The second income-repayment plan is PAYE or Pay As You Earn. It also generally caps your payments at 10% of your discretionary income but never more than the standard 10-year repayment plan amount.

The third is Income Based Repayment or IBR. It also generally caps monthly payments at 10% of your discretionary income – if you’re a new borrower on or after July 1, 2014.

Finally, you could choose ICR or Income Contingent Repayment. With this plan, your payments would be the lesser of the following – 20% of your discretionary income, or what you would pay on a repayment plan with a fixed payment over the course of 12 years adjusted according to your income.

What this translates into

Here’s an example of what REPAYE can mean. Let’s suppose you owe $30,000 in Direct Unsubsidized loans and have a starting income of $25,000. In this case with REPAYE, your monthly payment would be $60. The term of the loan would be 20 years and you would end up paying a total of $32,358. If you’re a new borrower and choose IBR and PAYE, your monthly payment would also be $60, your term would be 20 years, and you would end up repaying a total of $39,517.

The big don’t

The big don’t is don’t default on your federal student loans. And, unfortunately, it’s easy to do this. In fact, you technically become in default the first day after you miss a payment.

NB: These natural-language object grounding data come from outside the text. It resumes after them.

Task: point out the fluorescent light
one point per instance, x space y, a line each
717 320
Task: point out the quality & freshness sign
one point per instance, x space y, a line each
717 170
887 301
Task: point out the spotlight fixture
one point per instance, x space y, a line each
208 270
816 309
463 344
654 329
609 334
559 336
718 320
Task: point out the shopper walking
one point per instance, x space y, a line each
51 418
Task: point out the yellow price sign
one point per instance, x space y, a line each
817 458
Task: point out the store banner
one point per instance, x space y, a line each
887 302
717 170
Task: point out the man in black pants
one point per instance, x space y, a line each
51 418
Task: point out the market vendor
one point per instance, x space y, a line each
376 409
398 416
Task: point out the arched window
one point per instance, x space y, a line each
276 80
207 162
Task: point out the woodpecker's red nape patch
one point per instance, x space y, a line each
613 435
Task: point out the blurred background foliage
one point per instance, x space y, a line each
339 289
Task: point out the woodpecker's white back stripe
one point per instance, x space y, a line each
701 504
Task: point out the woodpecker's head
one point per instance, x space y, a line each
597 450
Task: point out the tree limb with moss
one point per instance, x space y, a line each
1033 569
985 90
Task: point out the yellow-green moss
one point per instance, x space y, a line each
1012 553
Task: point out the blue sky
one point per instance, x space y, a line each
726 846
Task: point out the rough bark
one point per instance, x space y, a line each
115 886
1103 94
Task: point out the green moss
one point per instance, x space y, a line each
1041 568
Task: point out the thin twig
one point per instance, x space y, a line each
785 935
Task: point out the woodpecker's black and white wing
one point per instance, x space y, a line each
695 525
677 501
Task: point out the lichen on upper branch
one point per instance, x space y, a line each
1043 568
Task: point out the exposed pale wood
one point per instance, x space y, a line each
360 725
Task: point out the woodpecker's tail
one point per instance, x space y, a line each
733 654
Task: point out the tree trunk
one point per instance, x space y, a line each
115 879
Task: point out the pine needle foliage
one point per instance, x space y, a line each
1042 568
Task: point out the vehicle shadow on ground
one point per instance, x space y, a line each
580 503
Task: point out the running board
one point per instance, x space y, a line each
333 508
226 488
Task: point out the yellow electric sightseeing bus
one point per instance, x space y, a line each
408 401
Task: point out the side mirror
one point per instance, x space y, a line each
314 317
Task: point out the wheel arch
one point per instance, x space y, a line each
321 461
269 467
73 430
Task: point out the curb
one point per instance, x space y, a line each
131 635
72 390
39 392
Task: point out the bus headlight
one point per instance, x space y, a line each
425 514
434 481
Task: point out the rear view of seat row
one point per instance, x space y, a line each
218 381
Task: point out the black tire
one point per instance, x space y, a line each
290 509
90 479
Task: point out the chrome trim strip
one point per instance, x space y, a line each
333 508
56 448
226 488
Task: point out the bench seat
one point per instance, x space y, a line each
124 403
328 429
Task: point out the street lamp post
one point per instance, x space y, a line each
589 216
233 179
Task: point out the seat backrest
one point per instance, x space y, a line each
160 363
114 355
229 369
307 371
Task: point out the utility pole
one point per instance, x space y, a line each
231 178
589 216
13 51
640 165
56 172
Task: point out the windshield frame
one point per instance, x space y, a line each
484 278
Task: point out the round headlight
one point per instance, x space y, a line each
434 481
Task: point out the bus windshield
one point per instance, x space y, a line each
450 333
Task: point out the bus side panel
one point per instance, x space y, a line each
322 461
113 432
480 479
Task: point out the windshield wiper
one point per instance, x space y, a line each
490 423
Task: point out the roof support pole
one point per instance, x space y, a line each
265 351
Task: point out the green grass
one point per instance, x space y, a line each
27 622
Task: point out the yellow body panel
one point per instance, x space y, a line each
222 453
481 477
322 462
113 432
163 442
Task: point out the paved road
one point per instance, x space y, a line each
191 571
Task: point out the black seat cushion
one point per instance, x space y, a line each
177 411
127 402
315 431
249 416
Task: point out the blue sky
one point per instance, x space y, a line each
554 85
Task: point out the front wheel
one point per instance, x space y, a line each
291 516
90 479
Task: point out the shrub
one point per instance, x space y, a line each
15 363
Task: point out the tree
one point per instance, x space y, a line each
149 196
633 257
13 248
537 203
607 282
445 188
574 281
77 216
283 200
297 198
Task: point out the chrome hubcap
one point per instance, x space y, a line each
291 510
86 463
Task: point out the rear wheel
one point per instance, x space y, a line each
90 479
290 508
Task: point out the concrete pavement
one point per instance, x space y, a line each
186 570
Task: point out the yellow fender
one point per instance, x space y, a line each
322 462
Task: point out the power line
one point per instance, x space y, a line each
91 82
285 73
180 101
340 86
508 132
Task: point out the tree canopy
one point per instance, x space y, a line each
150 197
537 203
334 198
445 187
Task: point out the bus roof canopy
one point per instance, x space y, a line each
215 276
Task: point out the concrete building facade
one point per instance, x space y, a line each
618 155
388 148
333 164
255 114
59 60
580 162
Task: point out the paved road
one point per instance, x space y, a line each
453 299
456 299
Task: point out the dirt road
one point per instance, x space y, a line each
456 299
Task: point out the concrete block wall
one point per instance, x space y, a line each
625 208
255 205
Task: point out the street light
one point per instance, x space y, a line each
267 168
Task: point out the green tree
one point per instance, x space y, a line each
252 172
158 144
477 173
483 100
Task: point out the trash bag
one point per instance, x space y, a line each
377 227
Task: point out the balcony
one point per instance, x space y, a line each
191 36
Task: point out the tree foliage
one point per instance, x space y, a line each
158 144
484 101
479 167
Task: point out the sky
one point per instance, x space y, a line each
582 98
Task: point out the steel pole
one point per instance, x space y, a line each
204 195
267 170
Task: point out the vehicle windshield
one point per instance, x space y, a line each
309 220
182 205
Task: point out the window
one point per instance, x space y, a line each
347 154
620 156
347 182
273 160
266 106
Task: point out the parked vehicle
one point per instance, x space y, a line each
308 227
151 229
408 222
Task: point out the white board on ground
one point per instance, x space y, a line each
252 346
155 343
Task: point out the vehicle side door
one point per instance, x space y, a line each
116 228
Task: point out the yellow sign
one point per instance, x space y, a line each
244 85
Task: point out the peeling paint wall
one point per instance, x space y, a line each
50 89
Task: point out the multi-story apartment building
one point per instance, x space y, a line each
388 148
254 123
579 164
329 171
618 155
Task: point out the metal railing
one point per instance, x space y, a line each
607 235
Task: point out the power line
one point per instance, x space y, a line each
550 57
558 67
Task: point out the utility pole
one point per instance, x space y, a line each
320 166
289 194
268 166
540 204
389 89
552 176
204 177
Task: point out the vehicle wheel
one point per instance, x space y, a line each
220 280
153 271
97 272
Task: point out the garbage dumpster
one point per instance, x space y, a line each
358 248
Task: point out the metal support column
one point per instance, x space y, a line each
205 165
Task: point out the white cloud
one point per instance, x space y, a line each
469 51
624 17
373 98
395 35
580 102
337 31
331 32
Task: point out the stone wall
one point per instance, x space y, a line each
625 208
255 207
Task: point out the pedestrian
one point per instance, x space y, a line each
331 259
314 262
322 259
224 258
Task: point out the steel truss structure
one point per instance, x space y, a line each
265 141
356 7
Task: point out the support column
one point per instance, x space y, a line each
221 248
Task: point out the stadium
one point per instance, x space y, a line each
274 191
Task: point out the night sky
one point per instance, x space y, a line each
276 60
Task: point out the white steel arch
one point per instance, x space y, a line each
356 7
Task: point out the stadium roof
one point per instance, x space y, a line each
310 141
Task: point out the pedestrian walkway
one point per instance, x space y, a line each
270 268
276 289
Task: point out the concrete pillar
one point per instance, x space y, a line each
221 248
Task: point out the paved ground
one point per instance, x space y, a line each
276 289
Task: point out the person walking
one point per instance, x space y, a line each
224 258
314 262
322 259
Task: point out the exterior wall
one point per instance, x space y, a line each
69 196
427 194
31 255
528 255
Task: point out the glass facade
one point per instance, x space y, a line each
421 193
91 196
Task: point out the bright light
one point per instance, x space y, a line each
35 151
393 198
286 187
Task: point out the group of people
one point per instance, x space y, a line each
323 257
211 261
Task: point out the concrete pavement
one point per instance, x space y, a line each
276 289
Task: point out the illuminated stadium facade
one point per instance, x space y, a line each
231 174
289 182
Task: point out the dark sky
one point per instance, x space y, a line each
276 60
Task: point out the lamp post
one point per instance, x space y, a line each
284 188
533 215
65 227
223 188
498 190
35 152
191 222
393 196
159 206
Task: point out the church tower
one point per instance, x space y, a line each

However, monthly default doesn’t occur until you’ve failed to make a payment for 270 days.

The consequences can be severe

The reason you don’t want to default on a federal student loan is because the consequences can be severe. For one thing, your entire unpaid balance and any interest will become immediately due and payable. Your loan will be assigned to a collection agency, and you’ll lose your eligibility for any more federal student aid and for forbearance, deferment, and other repayment plans. Your credit rating will be seriously damaged, and you may lose your federal and state income tax refunds. Worst of all, your employer could be required to withhold money from your paychecks and send it to the government.

In conclusion

If you have student loan debts, the best thing you can do is repay them. If they were private loans, you might be able to settle them, but only if you’re prepared to make a fairly hefty lump-sum payment. And while federal student loan debts can’t be settled, repayment options are available that might make it easier for you to pay them off. But make sure you do something or you could go into default, and that is something you definitely don’t want to happen.